The Rough-scaled sand boa (Gongylophis conicus) is a member of the Boidae family. The species inhabits eastern Pakistan, Iran, Afghanistan, India and regions of northern Sri Lanka. Commonly found among sandy regions and arid grassland, the rough-scaled sand boa has been found among dry steppes, agricultural areas and even into some of the wetter forests.

Rough, heavily ridged scales give the snake its common name. The rough-scaled sand boa is a heavy-bodied snake. An adult male measures roughly 24 inches, with females measuring nearly a foot longer. Typically colors vary from a light tan to grey and a connected zigzag pattern runs the length of its body.
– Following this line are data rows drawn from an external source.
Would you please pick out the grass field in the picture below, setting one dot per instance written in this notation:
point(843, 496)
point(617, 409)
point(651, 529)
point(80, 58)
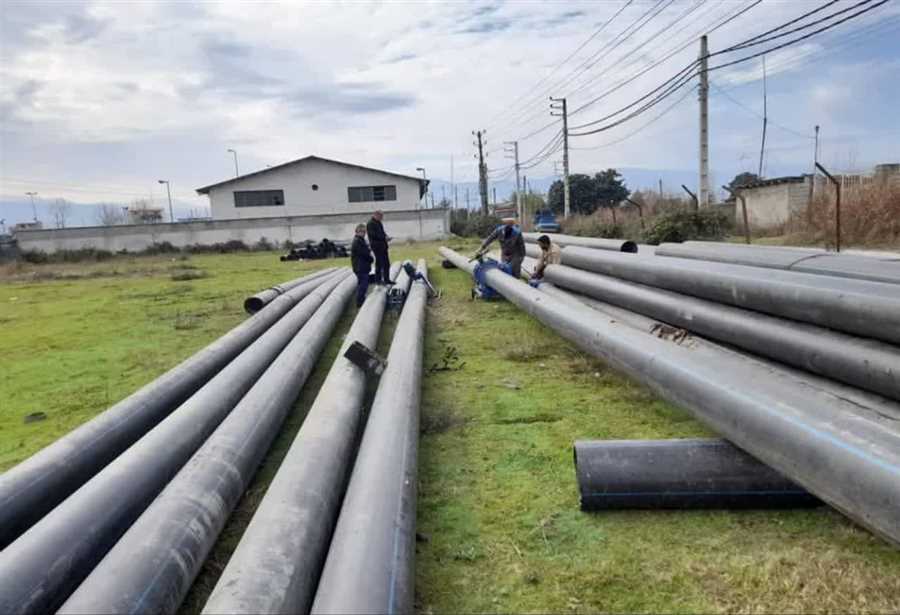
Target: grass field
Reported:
point(498, 503)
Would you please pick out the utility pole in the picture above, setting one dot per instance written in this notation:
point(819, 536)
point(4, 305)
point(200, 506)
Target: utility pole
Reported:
point(515, 156)
point(704, 123)
point(33, 208)
point(559, 104)
point(762, 147)
point(482, 172)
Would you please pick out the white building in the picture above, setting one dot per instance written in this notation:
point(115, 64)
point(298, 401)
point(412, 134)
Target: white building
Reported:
point(313, 185)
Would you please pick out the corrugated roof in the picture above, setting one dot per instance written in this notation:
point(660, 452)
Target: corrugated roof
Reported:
point(206, 189)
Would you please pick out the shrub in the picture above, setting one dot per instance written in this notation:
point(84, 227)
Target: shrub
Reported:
point(685, 225)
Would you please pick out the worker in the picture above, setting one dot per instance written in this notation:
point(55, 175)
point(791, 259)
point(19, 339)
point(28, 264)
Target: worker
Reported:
point(361, 261)
point(550, 255)
point(512, 245)
point(378, 239)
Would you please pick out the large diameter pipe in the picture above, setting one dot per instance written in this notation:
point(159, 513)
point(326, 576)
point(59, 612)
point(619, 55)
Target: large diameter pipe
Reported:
point(861, 362)
point(42, 568)
point(869, 309)
point(277, 563)
point(371, 561)
point(793, 259)
point(688, 473)
point(845, 453)
point(596, 243)
point(151, 568)
point(256, 302)
point(34, 487)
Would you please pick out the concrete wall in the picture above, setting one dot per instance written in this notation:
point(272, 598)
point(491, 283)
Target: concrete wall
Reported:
point(773, 205)
point(300, 199)
point(423, 224)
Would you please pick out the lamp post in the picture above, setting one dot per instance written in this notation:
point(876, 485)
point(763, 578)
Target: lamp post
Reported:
point(234, 153)
point(169, 192)
point(33, 208)
point(425, 177)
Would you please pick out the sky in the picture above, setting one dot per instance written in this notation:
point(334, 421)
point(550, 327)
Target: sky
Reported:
point(100, 100)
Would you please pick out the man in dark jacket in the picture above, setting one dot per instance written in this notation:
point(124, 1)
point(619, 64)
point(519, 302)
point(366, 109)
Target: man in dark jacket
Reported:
point(361, 261)
point(378, 239)
point(512, 245)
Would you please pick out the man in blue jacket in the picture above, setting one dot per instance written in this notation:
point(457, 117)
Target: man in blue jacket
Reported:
point(361, 261)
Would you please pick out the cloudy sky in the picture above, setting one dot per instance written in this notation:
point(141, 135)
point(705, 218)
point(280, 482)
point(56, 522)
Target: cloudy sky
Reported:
point(98, 100)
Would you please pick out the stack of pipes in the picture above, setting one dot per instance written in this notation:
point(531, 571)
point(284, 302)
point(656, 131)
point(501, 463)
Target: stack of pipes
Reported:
point(120, 514)
point(799, 370)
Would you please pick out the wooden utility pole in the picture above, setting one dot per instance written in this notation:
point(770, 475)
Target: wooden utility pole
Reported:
point(514, 150)
point(559, 104)
point(482, 172)
point(704, 123)
point(762, 147)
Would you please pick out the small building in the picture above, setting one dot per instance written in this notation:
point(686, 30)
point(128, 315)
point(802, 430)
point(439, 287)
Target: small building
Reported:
point(313, 185)
point(771, 202)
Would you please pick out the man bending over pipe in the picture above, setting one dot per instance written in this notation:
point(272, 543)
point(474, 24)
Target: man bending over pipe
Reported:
point(361, 261)
point(550, 255)
point(512, 245)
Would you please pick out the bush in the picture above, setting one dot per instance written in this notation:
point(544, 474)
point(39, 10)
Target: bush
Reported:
point(465, 223)
point(684, 225)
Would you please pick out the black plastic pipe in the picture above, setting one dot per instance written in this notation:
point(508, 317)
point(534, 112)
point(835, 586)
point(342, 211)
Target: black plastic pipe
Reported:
point(861, 362)
point(43, 566)
point(370, 566)
point(256, 302)
point(689, 473)
point(276, 565)
point(844, 451)
point(151, 568)
point(792, 259)
point(596, 243)
point(869, 309)
point(33, 488)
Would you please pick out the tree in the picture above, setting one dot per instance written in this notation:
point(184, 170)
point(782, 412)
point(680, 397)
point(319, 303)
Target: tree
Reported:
point(110, 215)
point(742, 179)
point(610, 190)
point(60, 209)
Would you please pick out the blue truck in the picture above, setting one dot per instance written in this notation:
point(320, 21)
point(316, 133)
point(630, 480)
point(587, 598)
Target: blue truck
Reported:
point(545, 222)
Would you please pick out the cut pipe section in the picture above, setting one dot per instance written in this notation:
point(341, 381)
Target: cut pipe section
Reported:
point(680, 474)
point(370, 566)
point(45, 565)
point(34, 487)
point(256, 302)
point(843, 451)
point(869, 309)
point(151, 568)
point(277, 563)
point(818, 262)
point(861, 362)
point(595, 243)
The rough-scaled sand boa feeds mainly on small mammals such as mice and rodents, though small birds and lizards may become victim as well. The species is nocturnal by nature. A protective condition known as torpor causes the snake to go inactive in very cold and extremely dry conditions.

An adult female rough-scaled sand boa gives live birth. Throughout gestation the female snake rarely feeds. Between 3 and 12 babies are born in one breeding period.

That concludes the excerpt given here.